German football referee (born 1985)

Martin Petersen (born 28 February 1985) is a German football referee who is based in Stuttgart. He referees for VfL Stuttgart of the Württemberg Football Association.

==Refereeing career==
Petersen, referee of the club VfL Stuttgart, passed his refereeing test in 2000 and officiated in the Bezirksliga starting in 2001, where he also was active as an assistant referee. In 2002, he began to referee matches in the Landesliga Württemberg, becoming the youngest Landesliga referee of all time in Württemberg. From 2005 onwards, he took over officiating in the Verbandsliga Württemberg, before moving a year later to the Oberliga Baden-Württemberg. In 2008, he began officiating in the Regionalliga Süd, before he began officiating on the DFB level in 2009, starting in the 3. Liga. At the same time, Petersen was also active as an assistant in the 2. Bundesliga. In 2011, he began officiating in the 2. Bundesliga, and also became active as an assistant in Bundesliga.

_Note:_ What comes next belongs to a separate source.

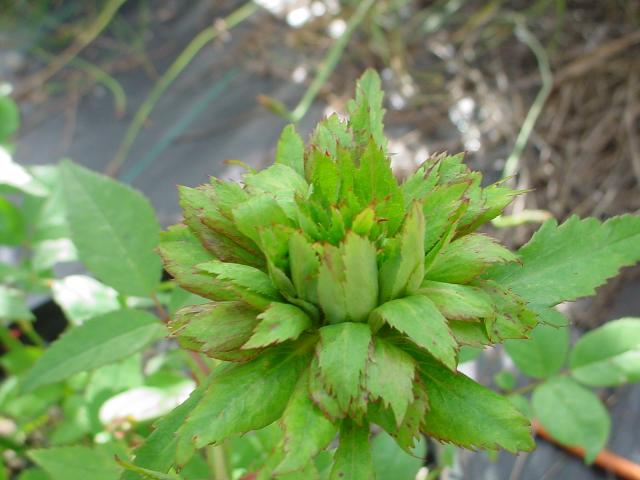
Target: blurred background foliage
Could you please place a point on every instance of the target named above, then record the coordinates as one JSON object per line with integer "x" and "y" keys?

On 10 August 2015, Petersen was hit in the head by a lighter in the 71st minute during the 2015–16 DFB-Pokal match between VfL Osnabrück and RB Leipzig. The match was stopped, with VfL Osnabrück leading 1–0, with the match abandoned shortly thereafter. On 11 August it was announced that Petersen suffered a slight concussion.

In 2017, Petersen was one of four referees promoted to officiate in the Bundesliga for the 2017–18 season.

==Personal life==
Petersen lives in Stuttgart, where he works as a real estate broker.